# Tracking

Kevin J. Walchko

created 28 Oct 2017

---

## References

- [Object tracking with kalman filter](https://www.codeproject.com/Articles/865935/Object-Tracking-Kalman-Filter-with-Ease)
- [Kalman filter for dummies](http://bilgin.esme.org/BitsAndBytes/KalmanFilterforDummies)

## Setup

In [1]:
%matplotlib inline 

import cv2         # opencv itself
import numpy as np # matrix manipulations

from matplotlib import pyplot as plt

A common use for computer vision is detection and tracking of various objects through a scene. Typically there is a process flow of:

1. clean up and calibrate image
1. update
    1. if *not* already tracking an object
        1. then search the entire image and try to detect an object to track
    1. if already tracking an object
        1. based off the predicted location, detect the object within a window around the predicted location and update
        1. if object not found, search entire image and update
        1. if the object is not found, *esitmate* where the object should have been
1. Using the new location, predict where the target will be in the future

There are several issues which make tracking difficult:

- target object initialization
- occlusions which hide the target object
- tracking multiple objects and difficulties that arise if they cross paths
- scale, illumination and change of appearance
- objects that have difficult and rapid motions

Even though object tracking has been a problem for many years, it is still not solved despite the fact that there are many object trackers, even the ones built for special purposes, and those which want to solve the problem in general.

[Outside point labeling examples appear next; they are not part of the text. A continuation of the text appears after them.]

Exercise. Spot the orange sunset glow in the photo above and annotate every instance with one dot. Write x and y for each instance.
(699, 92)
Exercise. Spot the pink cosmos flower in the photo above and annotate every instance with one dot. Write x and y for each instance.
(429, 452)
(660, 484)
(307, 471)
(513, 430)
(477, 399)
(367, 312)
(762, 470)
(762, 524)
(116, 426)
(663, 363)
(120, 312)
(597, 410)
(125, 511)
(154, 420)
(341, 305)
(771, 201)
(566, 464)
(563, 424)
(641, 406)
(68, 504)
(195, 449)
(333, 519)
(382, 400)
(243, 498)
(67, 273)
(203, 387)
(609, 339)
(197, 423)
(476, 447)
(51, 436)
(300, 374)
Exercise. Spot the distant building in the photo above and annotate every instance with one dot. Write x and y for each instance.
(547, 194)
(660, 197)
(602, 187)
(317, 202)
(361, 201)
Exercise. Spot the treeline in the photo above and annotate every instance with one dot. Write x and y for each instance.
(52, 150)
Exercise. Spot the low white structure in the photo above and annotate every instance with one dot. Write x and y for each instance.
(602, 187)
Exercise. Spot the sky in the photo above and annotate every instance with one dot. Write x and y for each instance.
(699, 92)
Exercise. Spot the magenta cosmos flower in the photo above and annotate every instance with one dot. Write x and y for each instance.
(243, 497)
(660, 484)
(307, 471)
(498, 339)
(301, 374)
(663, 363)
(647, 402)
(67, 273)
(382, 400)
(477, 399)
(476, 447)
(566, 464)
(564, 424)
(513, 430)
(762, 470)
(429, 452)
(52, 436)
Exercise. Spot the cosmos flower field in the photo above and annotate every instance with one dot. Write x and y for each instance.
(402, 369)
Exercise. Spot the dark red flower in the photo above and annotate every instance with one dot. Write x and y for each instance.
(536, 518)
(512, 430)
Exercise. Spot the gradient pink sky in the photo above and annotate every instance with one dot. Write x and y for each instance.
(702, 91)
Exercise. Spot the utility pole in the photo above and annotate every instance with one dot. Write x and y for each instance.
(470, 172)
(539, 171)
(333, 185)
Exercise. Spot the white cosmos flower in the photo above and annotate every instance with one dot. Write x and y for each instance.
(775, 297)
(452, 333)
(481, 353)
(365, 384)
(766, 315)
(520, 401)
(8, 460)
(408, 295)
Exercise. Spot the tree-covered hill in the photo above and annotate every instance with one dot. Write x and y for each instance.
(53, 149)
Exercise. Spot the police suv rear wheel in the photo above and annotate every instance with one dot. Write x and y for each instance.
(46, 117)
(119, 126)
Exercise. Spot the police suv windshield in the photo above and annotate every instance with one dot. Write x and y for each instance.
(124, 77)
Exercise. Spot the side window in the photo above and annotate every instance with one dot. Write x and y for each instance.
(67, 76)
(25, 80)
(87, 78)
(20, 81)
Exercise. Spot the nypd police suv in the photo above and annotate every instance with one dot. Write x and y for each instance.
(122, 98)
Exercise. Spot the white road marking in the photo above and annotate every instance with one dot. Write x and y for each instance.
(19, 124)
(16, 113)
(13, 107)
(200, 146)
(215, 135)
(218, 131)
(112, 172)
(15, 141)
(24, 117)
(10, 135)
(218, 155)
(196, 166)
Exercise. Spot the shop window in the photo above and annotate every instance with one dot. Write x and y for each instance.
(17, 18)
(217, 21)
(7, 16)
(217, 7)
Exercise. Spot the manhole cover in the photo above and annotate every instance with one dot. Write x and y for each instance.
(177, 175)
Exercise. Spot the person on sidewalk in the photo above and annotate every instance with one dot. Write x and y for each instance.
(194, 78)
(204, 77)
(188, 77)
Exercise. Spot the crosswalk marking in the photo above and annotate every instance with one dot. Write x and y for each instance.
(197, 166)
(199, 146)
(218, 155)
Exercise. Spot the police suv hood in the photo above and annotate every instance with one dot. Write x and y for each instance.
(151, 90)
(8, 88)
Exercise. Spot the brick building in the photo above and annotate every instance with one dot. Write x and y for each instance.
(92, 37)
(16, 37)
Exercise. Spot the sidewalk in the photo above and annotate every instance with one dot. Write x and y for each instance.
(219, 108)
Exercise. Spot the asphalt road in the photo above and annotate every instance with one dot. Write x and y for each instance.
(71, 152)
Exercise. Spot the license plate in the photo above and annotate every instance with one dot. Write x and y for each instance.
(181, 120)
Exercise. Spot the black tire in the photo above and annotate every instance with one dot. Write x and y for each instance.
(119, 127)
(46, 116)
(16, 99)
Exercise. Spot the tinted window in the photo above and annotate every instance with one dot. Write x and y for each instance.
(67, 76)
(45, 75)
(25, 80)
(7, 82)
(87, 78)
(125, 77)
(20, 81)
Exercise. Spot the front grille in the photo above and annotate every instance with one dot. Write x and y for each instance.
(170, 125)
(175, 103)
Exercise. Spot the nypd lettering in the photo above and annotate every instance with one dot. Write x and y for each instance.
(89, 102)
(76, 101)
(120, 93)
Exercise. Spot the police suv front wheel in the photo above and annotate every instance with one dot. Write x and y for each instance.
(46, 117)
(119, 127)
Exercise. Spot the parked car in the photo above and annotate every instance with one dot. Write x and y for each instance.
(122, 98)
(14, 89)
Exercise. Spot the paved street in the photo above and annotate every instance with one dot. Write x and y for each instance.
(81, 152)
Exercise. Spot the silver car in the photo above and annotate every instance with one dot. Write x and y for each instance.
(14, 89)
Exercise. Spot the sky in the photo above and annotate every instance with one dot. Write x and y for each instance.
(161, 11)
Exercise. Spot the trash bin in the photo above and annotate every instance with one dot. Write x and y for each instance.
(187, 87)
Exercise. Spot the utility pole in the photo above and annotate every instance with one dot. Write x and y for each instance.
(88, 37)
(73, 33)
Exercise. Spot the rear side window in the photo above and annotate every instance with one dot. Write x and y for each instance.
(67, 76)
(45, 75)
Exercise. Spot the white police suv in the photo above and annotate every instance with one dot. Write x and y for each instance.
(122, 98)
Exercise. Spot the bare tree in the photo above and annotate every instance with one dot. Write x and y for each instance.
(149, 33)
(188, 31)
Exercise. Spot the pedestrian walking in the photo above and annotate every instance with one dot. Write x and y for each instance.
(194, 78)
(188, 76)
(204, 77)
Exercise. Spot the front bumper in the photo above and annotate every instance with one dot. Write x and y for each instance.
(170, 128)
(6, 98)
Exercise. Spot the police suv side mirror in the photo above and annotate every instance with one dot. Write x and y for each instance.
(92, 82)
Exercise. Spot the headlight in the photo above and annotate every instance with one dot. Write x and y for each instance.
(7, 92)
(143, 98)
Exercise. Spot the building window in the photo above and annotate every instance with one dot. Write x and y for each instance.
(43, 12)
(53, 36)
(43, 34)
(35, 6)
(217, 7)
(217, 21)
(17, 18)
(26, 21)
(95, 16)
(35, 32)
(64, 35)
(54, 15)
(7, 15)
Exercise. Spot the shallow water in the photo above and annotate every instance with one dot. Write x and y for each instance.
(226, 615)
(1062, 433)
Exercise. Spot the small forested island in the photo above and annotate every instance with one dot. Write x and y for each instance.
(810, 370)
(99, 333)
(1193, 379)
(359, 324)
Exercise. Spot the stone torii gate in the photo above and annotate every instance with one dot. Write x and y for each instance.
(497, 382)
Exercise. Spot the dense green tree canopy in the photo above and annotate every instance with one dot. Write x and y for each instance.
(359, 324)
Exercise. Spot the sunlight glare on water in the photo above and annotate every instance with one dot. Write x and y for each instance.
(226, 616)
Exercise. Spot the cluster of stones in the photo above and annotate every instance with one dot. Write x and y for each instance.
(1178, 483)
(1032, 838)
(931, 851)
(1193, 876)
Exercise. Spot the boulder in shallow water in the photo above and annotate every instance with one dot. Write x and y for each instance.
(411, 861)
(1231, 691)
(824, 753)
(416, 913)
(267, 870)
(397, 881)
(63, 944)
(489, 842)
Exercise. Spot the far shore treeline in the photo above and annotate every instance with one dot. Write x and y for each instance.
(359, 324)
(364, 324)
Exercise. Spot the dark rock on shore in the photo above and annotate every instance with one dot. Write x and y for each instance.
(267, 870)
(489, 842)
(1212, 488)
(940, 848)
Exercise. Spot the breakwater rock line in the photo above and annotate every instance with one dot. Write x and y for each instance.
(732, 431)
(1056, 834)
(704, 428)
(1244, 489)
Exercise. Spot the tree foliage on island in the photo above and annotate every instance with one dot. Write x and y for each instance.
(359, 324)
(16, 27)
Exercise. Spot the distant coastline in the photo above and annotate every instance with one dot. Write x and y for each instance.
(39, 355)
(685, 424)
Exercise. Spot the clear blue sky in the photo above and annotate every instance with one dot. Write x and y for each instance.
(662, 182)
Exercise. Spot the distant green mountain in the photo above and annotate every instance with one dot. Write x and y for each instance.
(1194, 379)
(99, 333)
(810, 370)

Kalman filters, although they can be used for many other purposes, can be used for object tracking. They are especially convenient for objects which motion model is known, plus they incorporate some extra information in order to estimate the next object position more robustly. Unfortunately they are only useful for tracking single targets reliably.

## Kalman Filter - Main Idea

Let's assume that we have some kind of detector and that our detector is imperfect: it is prone to false positives, does not always detect objects, detects them imperfectly (does not provide exact position and scale) and its execution is costly. Let us also assume that we are tracking a single football player. After we detect the object, we want to leverage our information about the object in order to track it as robustly as we can. Our detector will give us just the location of the object so we have to use it as best as possible. In order to predict the next position of the player, we will need an object motion model (e.g. constant velocity motion, constant acceleration motion). Our detector is imperfect so there is noise in object locations, generally called measurement noise. Also, a selected motion model will not describe our player motion perfectly, so we also have noise regarding the model, called process noise. We want to estimate the next player position incorporating only the three parameters:

- Object motion model
- Measurement noise
- Process noise

So, we could efficiently re-detect it and hopefully cope with object occlusion. These next sections will show you how to do it.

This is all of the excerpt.